IGNORE number { LINES \| ROWS }	The first several lines or rows of a file to be ignored. By default, the system matches the fields in the input file with the columns in the table one by one. If the input file does not contain all the columns in the table, the missing columns are filled with default values. The default values are described in the following table. Character type: an empty string. Numeric type: 0. Date type: `0000-00-00`.
column_name_var	The name of the column to be imported.

Considerations

Wildcard rules for direct load

The Hint direct keyword is used in the LOAD DATA statement to specify whether to enable direct load. When direct load is enabled, only one file can be specified that is stored in Object Storage Service (OSS). To import multiple files, you must execute multiple load data statements. To facilitate importing multiple files in the cluster file system (server_disk), the file wildcard feature is introduced. This feature applies to file sources of the server_disk and OSS types, but not to client disks (client_disk).

Enable direct load for server_disk

Examples:
- Matching files: load data /*+ parallel(20) direct(true, 0) */ infile '/xxx/test.*.csv' replace into table t1 fields terminated by '|';
- Matching directories: load data /*+ parallel(20) direct(true, 0) */ infile '/aaa*bb/test.1.csv' replace into table t1 fields terminated by '|';
- Matching both directories and filenames: load data /*+ parallel(20) direct(true, 0) */ infile '/aaa*bb/test.*.csv' replace into table t1 fields terminated by '|';
Considerations:
- At least one matching file must exist. Otherwise, the error OB_FILE_NOT_EXIST is returned.
- For the input load data /*+ parallel(20) direct(true, 0) */ infile '/xxx/test.1*.csv,/xxx/test.6*.csv' replace into table t1 fields terminated by '|';, /xxx/test.1*.csv,/xxx/test.6*.csv is considered as a whole for matching.

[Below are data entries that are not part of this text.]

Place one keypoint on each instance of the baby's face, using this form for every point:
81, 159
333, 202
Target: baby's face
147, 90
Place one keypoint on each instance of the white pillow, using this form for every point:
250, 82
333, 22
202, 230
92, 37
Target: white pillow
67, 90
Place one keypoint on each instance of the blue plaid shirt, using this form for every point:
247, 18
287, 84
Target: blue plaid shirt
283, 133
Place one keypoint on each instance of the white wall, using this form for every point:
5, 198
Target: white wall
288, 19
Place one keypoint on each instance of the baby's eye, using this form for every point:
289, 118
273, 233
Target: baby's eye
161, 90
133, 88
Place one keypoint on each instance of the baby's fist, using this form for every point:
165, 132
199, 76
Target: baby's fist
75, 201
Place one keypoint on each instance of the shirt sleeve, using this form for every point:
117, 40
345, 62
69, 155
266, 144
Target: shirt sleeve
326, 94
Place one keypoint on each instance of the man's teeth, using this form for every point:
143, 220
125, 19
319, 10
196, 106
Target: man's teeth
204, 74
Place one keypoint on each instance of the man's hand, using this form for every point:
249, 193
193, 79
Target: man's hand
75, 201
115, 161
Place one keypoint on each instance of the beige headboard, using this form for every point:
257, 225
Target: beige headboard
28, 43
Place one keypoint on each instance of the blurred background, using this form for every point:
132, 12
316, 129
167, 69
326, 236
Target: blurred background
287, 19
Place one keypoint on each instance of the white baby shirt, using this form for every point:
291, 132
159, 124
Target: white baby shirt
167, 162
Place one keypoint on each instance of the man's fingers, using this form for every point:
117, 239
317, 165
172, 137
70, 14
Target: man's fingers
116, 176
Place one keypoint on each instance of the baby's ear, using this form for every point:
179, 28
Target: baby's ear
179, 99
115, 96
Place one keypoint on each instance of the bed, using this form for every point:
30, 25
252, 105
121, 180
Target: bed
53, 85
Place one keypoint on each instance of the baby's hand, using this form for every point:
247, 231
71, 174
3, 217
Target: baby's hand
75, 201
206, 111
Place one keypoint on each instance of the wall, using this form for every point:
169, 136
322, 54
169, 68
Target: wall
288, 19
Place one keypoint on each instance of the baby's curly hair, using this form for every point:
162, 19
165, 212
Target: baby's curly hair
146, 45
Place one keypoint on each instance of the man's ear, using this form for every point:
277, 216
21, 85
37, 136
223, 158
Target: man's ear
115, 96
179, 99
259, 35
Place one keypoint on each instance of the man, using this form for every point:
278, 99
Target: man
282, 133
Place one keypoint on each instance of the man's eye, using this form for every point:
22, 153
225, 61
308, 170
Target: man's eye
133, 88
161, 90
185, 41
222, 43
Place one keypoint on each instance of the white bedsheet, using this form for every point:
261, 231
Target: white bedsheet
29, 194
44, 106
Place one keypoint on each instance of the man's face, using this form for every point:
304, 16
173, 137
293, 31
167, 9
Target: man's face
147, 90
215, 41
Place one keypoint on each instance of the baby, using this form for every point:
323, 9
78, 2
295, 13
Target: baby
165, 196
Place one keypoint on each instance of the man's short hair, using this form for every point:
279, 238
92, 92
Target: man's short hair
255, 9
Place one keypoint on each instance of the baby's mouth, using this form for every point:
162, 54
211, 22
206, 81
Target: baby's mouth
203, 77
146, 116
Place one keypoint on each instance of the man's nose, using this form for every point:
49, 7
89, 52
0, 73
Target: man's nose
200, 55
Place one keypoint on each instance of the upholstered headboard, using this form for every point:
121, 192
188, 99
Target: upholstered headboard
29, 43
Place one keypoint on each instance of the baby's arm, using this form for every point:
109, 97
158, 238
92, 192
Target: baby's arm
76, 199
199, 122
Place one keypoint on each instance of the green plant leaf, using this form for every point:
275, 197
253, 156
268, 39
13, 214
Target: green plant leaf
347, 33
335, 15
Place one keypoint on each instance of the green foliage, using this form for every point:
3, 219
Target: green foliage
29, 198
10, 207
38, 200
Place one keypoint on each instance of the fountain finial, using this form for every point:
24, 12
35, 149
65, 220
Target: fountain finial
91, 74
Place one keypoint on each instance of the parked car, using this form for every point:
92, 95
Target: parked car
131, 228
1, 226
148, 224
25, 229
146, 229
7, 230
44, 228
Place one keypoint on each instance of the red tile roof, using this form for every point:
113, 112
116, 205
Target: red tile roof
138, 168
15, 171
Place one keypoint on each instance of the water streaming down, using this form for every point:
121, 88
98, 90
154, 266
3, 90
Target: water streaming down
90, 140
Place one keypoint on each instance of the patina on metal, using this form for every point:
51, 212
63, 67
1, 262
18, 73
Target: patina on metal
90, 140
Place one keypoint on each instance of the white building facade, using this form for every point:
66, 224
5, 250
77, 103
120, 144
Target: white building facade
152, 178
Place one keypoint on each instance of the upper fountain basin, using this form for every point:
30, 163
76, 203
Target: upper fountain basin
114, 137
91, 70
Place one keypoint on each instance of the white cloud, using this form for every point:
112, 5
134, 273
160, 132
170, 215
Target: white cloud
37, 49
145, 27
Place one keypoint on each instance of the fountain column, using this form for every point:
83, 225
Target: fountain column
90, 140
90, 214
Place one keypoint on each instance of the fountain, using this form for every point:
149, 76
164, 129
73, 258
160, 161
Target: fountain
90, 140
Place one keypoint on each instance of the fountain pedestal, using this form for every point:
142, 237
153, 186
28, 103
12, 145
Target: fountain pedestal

If no file matches the pattern, the error OB_FILE_NOT_EXIST is returned.
- Only wildcard characters supported by the POSIX GLOB function can be used. For example, test.6*(6|0).csv and test.6*({0.csv,6.csv}|.csv) can be used although they can be listed by using the ls command. However, the GLOB function cannot match them, and the error OB_FILE_NOT_EXIST is returned.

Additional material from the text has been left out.